En Inde ou au Brésil, elle s’est transformée : SUV robuste ici (C3 Aircross), coupé urbain là (C3 Basalt).
En Amérique latine, elle s’autorise même des versions baroudeuses, parfois avec une roue de secours apparente, comme un clin d’œil aux 4×4 d’antan.
Sous ces carrosseries variées, une même philosophie : s’adapter au terrain. Routes accidentées, climat rude, entretien limité…
Ces C3 sont pensées pour durer. Mécaniquement simples, souvent plus puissantes que nos versions européennes, elles montrent que la polyvalence à la française sait aussi parler d’autres langues.

La Citroën C2… qui était une Peugeot 206
Ah, celle-là, c’est une petite curiosité savoureuse. En Chine, la “Citroën C2” n’avait en réalité rien à voir avec la citadine que nous connaissions en Europe. Sous sa carrosserie, c’était… une Peugeot 206 légèrement relookée !
Citroën y avait simplement ajouté une face avant et un arrière spécifiques, histoire de brouiller un peu les pistes.
L’habitacle, lui, restait celui de la 206, à peine retouché. Même une version “VTS” a vu le jour, plus sportive dans le nom que sur la route.
Une voiture Frankenstein, comme disent les passionnés, mais qui résume bien l’esprit de l’époque : faire du neuf avec du connu.

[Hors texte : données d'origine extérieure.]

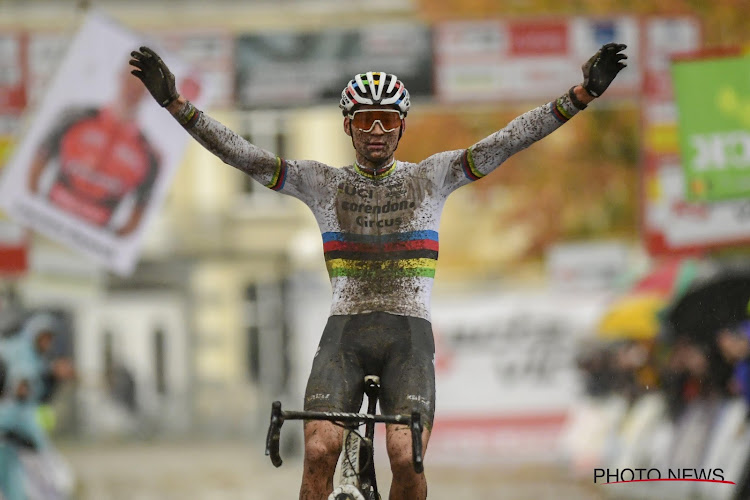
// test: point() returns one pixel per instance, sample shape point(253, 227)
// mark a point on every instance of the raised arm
point(263, 166)
point(598, 72)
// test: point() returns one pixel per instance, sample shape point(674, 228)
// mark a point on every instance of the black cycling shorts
point(398, 349)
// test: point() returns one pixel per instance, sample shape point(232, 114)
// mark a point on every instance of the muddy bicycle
point(358, 480)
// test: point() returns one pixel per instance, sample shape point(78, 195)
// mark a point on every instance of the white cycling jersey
point(380, 231)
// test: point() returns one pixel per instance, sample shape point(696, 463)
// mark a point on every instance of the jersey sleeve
point(144, 189)
point(304, 180)
point(456, 168)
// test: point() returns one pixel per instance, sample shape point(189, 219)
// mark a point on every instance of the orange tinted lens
point(365, 119)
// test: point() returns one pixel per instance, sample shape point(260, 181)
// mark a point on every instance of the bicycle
point(358, 480)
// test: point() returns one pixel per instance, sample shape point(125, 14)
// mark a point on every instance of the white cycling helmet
point(375, 87)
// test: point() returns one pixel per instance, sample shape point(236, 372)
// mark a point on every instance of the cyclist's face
point(375, 133)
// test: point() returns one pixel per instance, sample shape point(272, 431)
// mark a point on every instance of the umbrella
point(633, 317)
point(710, 304)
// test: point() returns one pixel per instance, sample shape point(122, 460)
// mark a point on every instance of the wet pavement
point(235, 470)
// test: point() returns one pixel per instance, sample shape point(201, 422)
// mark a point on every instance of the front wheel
point(346, 492)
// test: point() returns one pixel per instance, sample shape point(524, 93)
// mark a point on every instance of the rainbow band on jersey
point(470, 170)
point(411, 254)
point(188, 115)
point(559, 111)
point(279, 175)
point(377, 174)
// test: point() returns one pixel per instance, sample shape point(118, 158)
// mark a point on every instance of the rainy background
point(592, 299)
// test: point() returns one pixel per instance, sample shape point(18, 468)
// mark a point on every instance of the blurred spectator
point(19, 429)
point(734, 345)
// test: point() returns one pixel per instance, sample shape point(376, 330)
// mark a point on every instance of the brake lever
point(274, 434)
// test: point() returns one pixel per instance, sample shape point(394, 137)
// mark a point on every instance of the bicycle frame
point(352, 446)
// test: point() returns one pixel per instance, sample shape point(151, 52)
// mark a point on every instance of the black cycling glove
point(602, 68)
point(155, 75)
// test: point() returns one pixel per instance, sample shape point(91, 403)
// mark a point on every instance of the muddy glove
point(602, 68)
point(154, 74)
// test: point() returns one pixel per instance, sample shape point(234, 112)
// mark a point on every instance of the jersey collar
point(375, 174)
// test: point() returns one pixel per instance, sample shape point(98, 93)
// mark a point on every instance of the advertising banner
point(506, 375)
point(95, 163)
point(13, 73)
point(713, 96)
point(301, 69)
point(531, 59)
point(671, 223)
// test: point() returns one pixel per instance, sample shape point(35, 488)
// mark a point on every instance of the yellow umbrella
point(633, 317)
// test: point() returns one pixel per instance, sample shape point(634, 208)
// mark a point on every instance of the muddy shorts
point(398, 349)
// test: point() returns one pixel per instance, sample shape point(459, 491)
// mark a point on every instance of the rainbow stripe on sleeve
point(559, 112)
point(410, 254)
point(470, 170)
point(279, 175)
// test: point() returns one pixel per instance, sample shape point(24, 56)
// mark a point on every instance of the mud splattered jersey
point(380, 232)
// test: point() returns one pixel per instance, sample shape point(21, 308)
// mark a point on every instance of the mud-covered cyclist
point(379, 220)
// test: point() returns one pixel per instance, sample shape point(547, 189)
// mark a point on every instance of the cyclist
point(379, 219)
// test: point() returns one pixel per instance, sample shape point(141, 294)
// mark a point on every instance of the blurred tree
point(578, 183)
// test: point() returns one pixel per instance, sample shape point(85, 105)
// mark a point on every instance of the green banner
point(713, 101)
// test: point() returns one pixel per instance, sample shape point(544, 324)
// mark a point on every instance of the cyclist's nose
point(377, 128)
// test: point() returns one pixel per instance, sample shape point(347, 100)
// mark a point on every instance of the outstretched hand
point(154, 74)
point(602, 68)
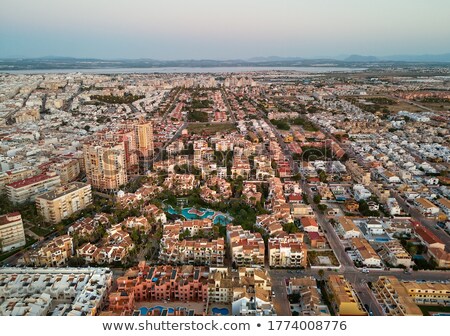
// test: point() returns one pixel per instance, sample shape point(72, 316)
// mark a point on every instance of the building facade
point(58, 204)
point(12, 234)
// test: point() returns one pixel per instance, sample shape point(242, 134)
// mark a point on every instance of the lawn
point(426, 310)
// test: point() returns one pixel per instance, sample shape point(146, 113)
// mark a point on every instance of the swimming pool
point(144, 310)
point(202, 213)
point(220, 311)
point(382, 240)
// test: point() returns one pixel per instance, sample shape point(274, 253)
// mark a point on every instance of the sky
point(227, 29)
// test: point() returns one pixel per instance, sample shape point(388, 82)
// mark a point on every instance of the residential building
point(347, 228)
point(62, 202)
point(12, 234)
point(346, 302)
point(427, 237)
point(11, 176)
point(310, 302)
point(444, 203)
point(426, 207)
point(302, 210)
point(441, 257)
point(220, 285)
point(287, 251)
point(28, 189)
point(393, 207)
point(366, 253)
point(252, 293)
point(54, 253)
point(246, 248)
point(54, 291)
point(105, 164)
point(395, 254)
point(68, 170)
point(394, 297)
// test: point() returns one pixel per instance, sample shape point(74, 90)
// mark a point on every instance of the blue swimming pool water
point(220, 311)
point(143, 311)
point(217, 217)
point(382, 240)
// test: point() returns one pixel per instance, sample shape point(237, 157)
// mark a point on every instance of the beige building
point(62, 202)
point(394, 298)
point(428, 293)
point(246, 248)
point(28, 189)
point(394, 253)
point(220, 285)
point(144, 140)
point(105, 164)
point(13, 176)
point(360, 174)
point(12, 234)
point(68, 170)
point(287, 251)
point(344, 298)
point(53, 254)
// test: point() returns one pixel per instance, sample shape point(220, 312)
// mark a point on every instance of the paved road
point(358, 279)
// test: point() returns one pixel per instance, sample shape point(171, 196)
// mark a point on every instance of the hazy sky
point(199, 29)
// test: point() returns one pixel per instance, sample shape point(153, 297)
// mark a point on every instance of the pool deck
point(191, 213)
point(220, 306)
point(198, 307)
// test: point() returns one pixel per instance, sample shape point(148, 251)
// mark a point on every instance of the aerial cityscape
point(220, 185)
point(260, 193)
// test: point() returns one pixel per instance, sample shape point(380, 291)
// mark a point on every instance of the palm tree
point(321, 274)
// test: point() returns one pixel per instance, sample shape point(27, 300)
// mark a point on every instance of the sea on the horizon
point(235, 69)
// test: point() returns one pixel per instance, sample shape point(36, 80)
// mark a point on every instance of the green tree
point(317, 198)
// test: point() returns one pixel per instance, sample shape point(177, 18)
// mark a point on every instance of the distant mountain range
point(60, 62)
point(443, 58)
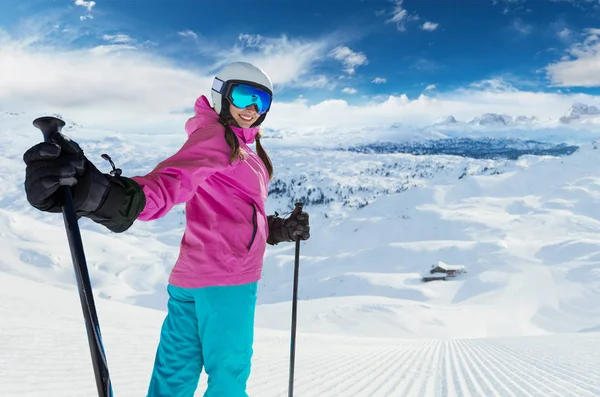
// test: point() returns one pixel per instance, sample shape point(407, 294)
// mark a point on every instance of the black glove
point(114, 202)
point(50, 166)
point(296, 226)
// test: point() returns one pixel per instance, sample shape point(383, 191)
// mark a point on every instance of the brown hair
point(232, 140)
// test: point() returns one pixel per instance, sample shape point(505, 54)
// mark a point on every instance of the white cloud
point(464, 104)
point(118, 38)
point(522, 27)
point(429, 26)
point(250, 40)
point(350, 59)
point(188, 33)
point(564, 33)
point(579, 66)
point(142, 91)
point(88, 5)
point(400, 16)
point(289, 62)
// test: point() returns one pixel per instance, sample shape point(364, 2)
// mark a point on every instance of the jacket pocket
point(254, 227)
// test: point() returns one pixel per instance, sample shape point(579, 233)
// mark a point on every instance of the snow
point(524, 320)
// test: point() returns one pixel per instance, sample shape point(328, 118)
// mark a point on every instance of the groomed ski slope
point(44, 352)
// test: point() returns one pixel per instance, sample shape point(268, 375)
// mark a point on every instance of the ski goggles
point(242, 95)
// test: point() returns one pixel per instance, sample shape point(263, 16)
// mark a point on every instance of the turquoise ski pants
point(210, 328)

Les Peugeot du bout du monde
Peugeot n’est pas resté à l’écart de cette stratégie. En Chine, la 3008 n’était pas vraiment la 3008 que nous connaissions : elle reprenait des éléments du 2008, avec une silhouette de SUV plus compacte et un positionnement plus abordable.
Et que dire de la 408 tricorps, cette grande berline dérivée de la 308 ? Peu connue chez nous, elle a pourtant séduit en Chine et en Argentine, des marchés friands de voitures à coffre.
Là-bas, la berline tricorps reste un symbole de réussite et de statut, là où l’Europe a basculé vers les SUV.
Ces versions “locales” auraient sans doute trouvé leur public en Europe du Sud, notamment en Espagne ou au Portugal. Mais elles n’ont jamais eu cette chance.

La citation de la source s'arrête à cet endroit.